To explore the functions of these particular mRNA regions in neurons, Valérie Hilgers was honored with one of the prestigious Starting Grants of the European Research Council (ERC). The awarded research project “Mechanism and functional impact of ultra-long 3’UTRs in the Drosophila nervous system” uses the genetic and experimental tractability of the model organism Drosophila melanogaster and aims to develop an understanding of the synthesis mechanisms and functional effects of 3’ UTRs in neurons, with the long-term goal of contributing to a better knowledge of neurological diseases in humans.
ERC Starting Grants
ERC Starting Grants are awarded annually to Europe’s top researchers to carry out their research at an institution in Europe. The funding is provided by the European Research Council (ERC) to excellent young scientists of all nationalities who have gained between two and seven years scientific experience after receiving their Ph.D. In the call for 2018, the ERC received 3170 proposals of which 403 were funded. The selected researcher will each receive up to 1.5 million euros for their projects.
The ERC Grant for Valérie Hilgers in 2018, again acknowledges the status of the MPI-IE in Freiburg as a location for top-level research in Europe. It is the ninth ERC award for scientists of the institute after five ERC Starting Grants for Robert Schneider (2007), Andrew Pospisilik (2011), Patrick Heun (2012), Tim Lämmermann (2016) and Nina Cabezas-Wallscheid (2017), an ERC Consolidator Grant for Andrew Pospisilik (2015) and two ERC Advanced Grants for Thomas Boehm and Michael Reth (2012).

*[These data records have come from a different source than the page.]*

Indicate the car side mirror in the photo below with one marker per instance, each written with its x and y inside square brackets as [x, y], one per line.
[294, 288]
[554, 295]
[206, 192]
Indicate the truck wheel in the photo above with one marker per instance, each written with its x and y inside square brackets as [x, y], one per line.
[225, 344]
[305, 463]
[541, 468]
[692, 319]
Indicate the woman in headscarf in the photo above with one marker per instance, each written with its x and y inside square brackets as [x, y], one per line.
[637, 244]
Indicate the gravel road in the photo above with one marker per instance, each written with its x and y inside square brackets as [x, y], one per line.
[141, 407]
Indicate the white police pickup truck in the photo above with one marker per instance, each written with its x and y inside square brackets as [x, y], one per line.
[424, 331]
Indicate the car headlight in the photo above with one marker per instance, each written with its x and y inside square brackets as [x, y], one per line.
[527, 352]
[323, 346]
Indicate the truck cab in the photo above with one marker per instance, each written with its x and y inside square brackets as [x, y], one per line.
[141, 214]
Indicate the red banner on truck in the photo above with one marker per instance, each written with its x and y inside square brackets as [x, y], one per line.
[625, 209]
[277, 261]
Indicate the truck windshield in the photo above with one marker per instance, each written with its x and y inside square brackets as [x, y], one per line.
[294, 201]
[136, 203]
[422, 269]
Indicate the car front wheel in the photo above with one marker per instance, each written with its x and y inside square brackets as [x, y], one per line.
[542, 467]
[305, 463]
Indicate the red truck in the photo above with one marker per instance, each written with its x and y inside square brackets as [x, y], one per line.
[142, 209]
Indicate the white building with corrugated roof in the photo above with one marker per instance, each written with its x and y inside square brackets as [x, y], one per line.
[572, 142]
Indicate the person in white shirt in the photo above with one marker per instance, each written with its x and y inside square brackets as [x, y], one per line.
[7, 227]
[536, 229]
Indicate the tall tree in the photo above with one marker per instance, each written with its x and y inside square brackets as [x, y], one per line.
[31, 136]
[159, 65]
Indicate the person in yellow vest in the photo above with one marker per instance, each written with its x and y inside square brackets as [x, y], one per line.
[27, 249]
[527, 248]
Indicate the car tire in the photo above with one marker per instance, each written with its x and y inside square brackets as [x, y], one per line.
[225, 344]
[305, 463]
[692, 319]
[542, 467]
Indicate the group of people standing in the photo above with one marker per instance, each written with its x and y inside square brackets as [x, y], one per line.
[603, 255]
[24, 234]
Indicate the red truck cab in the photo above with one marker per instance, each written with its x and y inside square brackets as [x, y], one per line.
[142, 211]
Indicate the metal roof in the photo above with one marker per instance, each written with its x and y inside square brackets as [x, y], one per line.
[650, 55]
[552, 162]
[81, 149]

Valérie Hilgers, born 1982, studied Biology at the Saarland University in Saarbrücken, Germany and at the Ecole Normale Supérieure, Paris, France. She earned her PhD at EMBL Heidelberg, Germany and the Temasek Life Sciences Institute, Singapore. From 2010 to 2016 Valérie Hilgers was Postdoctoral fellow at University of California, Berkeley, USA in the Department of Molecular and Cell Biology. Since 2016, Valérie Hilgers is Group Leader of a Max Planck Research Group at Max Planck Institute of Immunobiology and Epigenetics in Freiburg, Germany.